Suddenly I felt calm and energized, subtly electrified. It wasn’t a words thing, although if it were, the feelings would translate into clichés such as Carpe diem, Just do it, Life is not a dress rehearsal. Yes. Beginning now, I will live my passion, sing from my heart, and speak my truth even if someone disagrees. I will be feisty and unselfconscious. I will eat less, exercise more, worry less, play more, recycle weekly, and give back in some small way. I will maximize my day, my week, my life.

After the service, I went directly to the office for my 4:30 group of teenage boys, all of whom are in trouble with drugs, alcohol, and the law. Their passion, on the outside at least, is finding the latest and greatest ways to cheat on a drug test. They live in the moment and long to chase that next high. I wanted to shake them and scream, "Wake up! Don’t you realize life is short?" But I didn't.

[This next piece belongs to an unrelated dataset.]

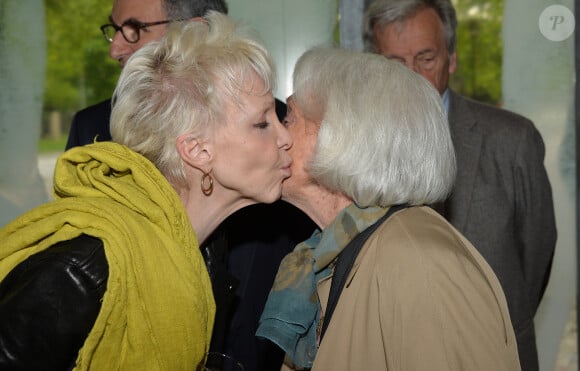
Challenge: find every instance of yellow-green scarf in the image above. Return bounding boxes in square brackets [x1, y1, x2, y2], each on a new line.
[0, 142, 215, 371]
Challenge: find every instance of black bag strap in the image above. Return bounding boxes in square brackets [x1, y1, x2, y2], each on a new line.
[320, 204, 408, 341]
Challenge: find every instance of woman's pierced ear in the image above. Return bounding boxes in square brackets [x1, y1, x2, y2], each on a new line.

[SPOILER ALERT!] At the end of Spring Awakening, the musical based on Frank Wedekind's 1891 play about adolescent yearning and self-discovery, young Melchior is in a cemetery, grieving, pondering suicide. Like my client, in that moment, he sees no way out. He opens a razor blade and lifts it to his throat. Then, the ghosts of his two lost friends, Moritz and Wendla, rise from their graves in an eerie white light. Moritz sings:

Those you’ve known and lost still walk behind you.
All alone, their song still seems to find you.
They call you, as if you knew their longing.
They whistle through the lonely wind, the long blue shadows falling. . .
.

Melchior listens, weeps, and holds them close. Then he snaps the razor shut, resolved, and sings:

Now they’ll walk on my arm through the distant night,
And I won’t let them stray from my heart.
Through the wind, through the dark, through the winter light,
I will read all their dreams to the stars.
I’ll walk now with them.
I’ll call on their names.
I’ll see their thoughts are known.
Not gone. Not gone.
They walk with their heart.
I’ll never let them go.
You watch me, just watch me, I’m calling.
And one day all will know.


Goodbye, Jody. May you rest in peace and sing with the angels.